Personal information
- Full name: David Ogg
- Date of birth: 23 November 1967 (age 57)
- Original team(s): Cloverdale
- Draft: 10th, 1990 AFL draft
- Height: 180 cm (5 ft 11 in)
- Weight: 70 kg (154 lb)

Playing career^{1}
- Years: Club / Games (Goals)
- 1986–1994: Swan Districts / 91 (111)
- 1991: Brisbane Bears / 9 (3)
- ^{1} Playing statistics correct to the end of 1994.

= David Ogg =

Australian rules footballer

David Ogg (born 23 November 1967) is a former Australian rules footballer who played with the Brisbane Bears in the Australian Football League (AFL).

Ogg was a half forward flanker in the Swan Districts team which won the 1990 WASFL Grand Final and in the same year represented Western Australia at interstate football.

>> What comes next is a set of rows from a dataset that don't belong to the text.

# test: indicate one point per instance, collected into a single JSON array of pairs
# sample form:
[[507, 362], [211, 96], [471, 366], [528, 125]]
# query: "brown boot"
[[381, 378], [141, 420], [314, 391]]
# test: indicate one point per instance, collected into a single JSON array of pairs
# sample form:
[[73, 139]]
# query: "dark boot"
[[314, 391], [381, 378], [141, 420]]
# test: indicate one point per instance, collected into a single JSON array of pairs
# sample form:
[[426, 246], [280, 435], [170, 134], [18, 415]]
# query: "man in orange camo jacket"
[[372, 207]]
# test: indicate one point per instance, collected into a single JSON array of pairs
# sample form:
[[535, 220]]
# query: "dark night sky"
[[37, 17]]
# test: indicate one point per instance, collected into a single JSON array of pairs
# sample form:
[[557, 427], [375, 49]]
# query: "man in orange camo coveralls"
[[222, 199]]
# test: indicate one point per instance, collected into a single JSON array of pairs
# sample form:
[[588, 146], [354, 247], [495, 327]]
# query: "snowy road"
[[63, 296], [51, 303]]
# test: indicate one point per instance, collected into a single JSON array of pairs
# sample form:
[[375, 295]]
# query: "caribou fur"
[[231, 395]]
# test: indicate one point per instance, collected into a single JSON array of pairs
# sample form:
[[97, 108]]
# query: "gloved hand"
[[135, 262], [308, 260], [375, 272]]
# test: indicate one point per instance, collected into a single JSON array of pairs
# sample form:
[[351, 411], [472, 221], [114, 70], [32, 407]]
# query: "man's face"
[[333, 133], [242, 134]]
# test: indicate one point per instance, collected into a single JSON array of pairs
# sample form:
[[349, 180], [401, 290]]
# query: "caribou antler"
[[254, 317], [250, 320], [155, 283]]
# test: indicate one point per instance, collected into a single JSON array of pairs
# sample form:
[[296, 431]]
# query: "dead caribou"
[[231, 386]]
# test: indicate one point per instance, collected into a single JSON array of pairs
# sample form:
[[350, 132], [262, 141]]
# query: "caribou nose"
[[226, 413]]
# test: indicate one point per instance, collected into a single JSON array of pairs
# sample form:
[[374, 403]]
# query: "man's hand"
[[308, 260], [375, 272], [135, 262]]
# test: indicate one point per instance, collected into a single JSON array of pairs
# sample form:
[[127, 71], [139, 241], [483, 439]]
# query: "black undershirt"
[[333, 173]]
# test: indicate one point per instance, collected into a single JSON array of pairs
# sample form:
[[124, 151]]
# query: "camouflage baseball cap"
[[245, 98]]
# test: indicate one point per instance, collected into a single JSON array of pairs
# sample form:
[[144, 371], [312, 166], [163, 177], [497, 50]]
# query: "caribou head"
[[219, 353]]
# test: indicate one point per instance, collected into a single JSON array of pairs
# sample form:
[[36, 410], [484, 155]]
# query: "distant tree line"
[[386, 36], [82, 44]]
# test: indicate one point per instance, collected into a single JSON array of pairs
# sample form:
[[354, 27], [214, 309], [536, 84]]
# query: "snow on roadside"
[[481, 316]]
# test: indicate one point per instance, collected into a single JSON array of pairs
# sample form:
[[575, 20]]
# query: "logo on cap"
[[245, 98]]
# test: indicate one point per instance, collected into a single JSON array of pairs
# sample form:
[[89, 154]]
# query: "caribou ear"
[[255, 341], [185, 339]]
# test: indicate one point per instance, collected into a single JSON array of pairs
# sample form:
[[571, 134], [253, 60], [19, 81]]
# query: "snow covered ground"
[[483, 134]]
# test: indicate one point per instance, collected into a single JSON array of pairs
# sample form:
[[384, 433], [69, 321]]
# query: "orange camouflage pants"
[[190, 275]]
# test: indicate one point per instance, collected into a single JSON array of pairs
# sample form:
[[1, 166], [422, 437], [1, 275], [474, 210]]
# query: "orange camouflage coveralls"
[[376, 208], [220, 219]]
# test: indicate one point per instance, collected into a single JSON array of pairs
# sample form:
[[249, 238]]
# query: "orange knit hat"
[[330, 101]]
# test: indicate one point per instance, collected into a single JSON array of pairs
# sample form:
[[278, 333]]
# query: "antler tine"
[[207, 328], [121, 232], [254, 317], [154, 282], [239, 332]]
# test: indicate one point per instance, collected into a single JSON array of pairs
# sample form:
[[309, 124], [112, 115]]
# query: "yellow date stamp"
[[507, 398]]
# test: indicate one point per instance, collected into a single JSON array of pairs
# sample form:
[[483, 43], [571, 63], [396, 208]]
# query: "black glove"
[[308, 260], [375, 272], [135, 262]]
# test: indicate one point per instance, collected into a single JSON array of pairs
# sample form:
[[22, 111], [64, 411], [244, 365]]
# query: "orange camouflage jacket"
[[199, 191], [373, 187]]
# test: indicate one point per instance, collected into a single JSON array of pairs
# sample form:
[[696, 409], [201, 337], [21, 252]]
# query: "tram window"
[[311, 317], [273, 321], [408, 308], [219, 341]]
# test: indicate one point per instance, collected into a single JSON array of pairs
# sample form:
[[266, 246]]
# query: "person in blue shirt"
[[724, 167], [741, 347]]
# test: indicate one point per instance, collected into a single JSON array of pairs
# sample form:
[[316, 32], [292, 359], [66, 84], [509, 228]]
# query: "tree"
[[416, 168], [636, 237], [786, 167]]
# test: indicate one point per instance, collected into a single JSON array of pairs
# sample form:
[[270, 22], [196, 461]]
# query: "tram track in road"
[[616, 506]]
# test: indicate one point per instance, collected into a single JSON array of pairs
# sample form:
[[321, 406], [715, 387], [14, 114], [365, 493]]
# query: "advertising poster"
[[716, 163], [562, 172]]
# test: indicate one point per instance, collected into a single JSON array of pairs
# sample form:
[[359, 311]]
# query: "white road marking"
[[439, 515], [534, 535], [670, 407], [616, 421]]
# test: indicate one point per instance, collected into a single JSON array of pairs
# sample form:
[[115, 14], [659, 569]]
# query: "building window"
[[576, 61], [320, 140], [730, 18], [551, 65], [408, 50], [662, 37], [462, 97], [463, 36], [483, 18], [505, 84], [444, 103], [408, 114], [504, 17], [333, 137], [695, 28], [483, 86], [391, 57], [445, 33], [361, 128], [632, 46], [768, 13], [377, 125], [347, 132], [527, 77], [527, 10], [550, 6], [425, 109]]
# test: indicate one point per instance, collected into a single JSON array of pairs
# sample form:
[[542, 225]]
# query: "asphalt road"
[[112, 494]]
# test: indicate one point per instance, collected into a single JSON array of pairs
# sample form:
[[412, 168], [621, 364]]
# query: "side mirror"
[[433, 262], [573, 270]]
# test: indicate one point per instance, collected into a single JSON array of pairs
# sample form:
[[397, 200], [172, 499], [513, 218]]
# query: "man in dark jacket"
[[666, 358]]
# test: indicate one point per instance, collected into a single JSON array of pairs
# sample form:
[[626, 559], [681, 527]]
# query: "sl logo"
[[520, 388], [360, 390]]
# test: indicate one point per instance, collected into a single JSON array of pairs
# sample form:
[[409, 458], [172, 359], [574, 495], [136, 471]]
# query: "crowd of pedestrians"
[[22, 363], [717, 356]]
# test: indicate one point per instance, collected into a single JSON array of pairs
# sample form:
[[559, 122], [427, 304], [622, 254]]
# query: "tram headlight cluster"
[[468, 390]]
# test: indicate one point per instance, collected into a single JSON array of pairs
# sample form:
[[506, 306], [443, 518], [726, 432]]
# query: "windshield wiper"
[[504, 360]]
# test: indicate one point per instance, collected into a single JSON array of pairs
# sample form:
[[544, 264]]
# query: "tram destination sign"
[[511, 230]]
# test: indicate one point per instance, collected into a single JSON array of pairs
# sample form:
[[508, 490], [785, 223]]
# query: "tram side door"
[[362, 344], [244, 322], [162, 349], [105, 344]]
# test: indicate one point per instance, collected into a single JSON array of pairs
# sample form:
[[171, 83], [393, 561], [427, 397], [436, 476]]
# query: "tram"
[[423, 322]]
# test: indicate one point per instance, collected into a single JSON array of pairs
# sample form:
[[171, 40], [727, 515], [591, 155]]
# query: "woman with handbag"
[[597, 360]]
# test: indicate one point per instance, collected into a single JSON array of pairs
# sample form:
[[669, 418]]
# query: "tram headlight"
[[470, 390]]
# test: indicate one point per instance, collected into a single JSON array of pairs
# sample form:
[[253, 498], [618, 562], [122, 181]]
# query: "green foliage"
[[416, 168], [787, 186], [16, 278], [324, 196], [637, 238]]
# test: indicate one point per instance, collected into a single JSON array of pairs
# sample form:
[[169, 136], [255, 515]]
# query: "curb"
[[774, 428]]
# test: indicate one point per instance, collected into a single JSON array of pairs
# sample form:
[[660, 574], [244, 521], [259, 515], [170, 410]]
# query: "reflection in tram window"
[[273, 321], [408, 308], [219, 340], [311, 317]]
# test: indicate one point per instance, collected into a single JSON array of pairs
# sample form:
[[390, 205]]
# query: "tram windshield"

He was picked up by Brisbane with the 10th selection of the 1990 AFL draft, a pick they had received from Hawthorn after giving up Darren Jarman.

At the Bears Ogg was used on the ball and as a half back flanker, averaging 15 disposals from his nine games in 1991. He never experienced a win while in the seniors but was a member of the Brisbane reserves team which won the premiership that year, as a ruck-rover.

In the 1992 pre-season draft he was chosen by the West Coast Eagles and returned home to Perth. He never played an AFL game at his new club but continued playing with Swan Districts and topped their goal-kicking in 1994 with 45 goals.